The software on this thing was pretty amazing, but surprisingly hacky in some ways. The RPL language had a system of embeddable objects in memory, but when the interpreter had to skip over an object (i.e all the time), there was no field marking its length, so it had to actually recurse through all the sub-objects to find the end.

IIRC there was the a hack where some memory locations could contain a direct pointer or a pointer to a pointer, and it would work either way because the same bits could be interpreted as a pointer or directly executed... or something of that sort.


RPL tokens were addresses of machine code routines (stored in 20 bits)


I still remember 3223 :)


I was not living in Paris at the time, I've been there a few times, but yeah, the French HP48 scene was super active and exciting.


The French HP48 phenomenon was always interesting to me. How did that happen? I'm in the US and we had a French high school student visit over the summer. Always talking about the HP48SX, though he didn't bring it with him. But when I needed to get a graphing calculator I ended up buying an HP48GX instead of the recommended TI-83 (I ended up getting one of those as well). I used the 48GX throughout middle school and high school w/Meta kernel, Erable - the developers of which all French, ended up working for HP ACO. Used a 50G later on. It was always interesting to me how the development powerhouse for the HP48 series was all French, but never really understood how that happened. Was there some schooling mandate similar to TI in the US?


It was a hacking scene with a few talented guys with strong enough personalities to organize meetups and write fanzines articles.

Also, the model was popular in preparatory schools because of the expansion slots, it was possible to extend the memory by a huge margin.

This memory was useful to store, well everything you could, and at the time those calcs were not forbidden during exams.

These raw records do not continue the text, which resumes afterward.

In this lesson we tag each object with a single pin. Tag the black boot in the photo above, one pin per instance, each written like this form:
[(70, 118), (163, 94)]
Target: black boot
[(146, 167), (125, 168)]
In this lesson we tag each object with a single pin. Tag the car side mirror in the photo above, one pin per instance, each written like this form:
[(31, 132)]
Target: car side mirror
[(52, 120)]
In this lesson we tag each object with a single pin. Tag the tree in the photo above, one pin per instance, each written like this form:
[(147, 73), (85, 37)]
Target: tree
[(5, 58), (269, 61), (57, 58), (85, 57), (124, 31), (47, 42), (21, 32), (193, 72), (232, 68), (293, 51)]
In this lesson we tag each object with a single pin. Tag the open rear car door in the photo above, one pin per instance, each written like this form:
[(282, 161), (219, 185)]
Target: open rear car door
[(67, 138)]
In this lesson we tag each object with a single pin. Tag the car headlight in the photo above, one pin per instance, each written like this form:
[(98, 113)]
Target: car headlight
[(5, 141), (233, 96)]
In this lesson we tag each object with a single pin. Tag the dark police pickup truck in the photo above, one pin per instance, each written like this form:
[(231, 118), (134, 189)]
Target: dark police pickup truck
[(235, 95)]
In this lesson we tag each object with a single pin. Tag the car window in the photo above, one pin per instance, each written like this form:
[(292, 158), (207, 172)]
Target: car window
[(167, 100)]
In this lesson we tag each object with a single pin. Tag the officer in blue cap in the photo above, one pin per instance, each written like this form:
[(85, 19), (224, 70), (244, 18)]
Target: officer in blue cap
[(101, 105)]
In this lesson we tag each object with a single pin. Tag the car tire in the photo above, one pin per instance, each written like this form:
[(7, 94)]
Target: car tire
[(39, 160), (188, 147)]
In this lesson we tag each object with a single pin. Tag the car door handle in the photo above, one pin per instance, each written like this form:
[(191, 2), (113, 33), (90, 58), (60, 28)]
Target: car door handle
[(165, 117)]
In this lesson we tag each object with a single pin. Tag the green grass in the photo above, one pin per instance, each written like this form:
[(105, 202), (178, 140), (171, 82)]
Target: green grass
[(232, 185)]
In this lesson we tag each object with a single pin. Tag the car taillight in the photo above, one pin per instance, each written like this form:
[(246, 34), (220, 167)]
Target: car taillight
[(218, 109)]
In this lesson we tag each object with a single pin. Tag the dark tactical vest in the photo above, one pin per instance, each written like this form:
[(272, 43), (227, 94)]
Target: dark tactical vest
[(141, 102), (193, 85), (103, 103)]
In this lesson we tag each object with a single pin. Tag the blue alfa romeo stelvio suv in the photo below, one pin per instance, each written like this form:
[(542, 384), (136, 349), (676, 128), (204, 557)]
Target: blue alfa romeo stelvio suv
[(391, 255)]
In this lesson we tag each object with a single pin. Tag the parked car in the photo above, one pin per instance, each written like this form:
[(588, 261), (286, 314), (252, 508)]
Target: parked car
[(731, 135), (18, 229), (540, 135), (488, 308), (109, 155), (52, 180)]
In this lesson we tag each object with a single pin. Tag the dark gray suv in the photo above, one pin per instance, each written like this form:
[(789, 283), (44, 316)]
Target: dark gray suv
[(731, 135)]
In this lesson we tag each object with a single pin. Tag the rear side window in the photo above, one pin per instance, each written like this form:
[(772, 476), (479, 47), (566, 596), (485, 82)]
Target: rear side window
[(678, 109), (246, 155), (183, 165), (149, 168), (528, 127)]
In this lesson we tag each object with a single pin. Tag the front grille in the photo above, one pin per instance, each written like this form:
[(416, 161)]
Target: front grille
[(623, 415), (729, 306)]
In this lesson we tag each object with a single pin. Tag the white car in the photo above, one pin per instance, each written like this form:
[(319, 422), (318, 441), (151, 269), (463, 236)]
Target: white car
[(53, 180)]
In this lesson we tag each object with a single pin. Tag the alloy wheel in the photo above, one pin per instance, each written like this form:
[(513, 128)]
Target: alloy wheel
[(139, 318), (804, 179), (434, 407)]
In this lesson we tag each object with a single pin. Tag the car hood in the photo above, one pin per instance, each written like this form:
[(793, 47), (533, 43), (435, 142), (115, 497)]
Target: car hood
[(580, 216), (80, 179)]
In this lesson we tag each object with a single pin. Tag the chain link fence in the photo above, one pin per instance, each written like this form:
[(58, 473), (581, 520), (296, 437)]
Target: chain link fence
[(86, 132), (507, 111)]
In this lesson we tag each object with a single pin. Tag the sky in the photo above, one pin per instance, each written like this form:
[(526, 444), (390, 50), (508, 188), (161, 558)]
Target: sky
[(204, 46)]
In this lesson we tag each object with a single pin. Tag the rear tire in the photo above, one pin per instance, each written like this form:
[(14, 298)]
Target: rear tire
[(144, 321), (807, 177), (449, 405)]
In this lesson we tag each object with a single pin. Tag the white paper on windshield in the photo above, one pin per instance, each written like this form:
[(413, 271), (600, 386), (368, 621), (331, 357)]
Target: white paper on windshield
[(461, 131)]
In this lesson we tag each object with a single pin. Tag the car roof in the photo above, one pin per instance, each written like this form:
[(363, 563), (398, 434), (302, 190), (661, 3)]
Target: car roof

Some people (including me) even wrote text editors and viewers with support to display a mix of text and picture for schematics, physics or chemical diagrams...

The US scene was also extremely helpful, with people such as JK Horn or Eric Rechlin.


Most schools recommended TI instead of HP (at least in the late 90s). The few people I knew who also had an HP48 or HP49 tended to be enthusiasts and all ended up studying CS at an Engineering school.


I have the strong feeling that hp28/hp48 have a deep impact in IT industry given the number of smart and passionated peoples who self taught themselves low level programming before 18yo with them.

Im 43 it guy and started playing with hp at 12, my own first « computer » with countless hours: playing, coding, debugging, reading txt files. Naturally when I bought my first intel computer at 19yo I installed freebsd, to later go to openbsd and Linux.

And the first thing I do on my android phone is to install hp48 emulator.


Most of the people who were active in the HP48 scene turned out to be good to great coders with a good knack for low-level optimization.

You may have heard of LZ4 or ZStd, the author is a French guy (currently employed by Facebook) who started hacking compressors on his HP48, this is how I met him a long time ago.


3614 RTEL2 - with a custom serial cable to connect the HP48 to the Minitel !


Blast from the past! Amazing discussion.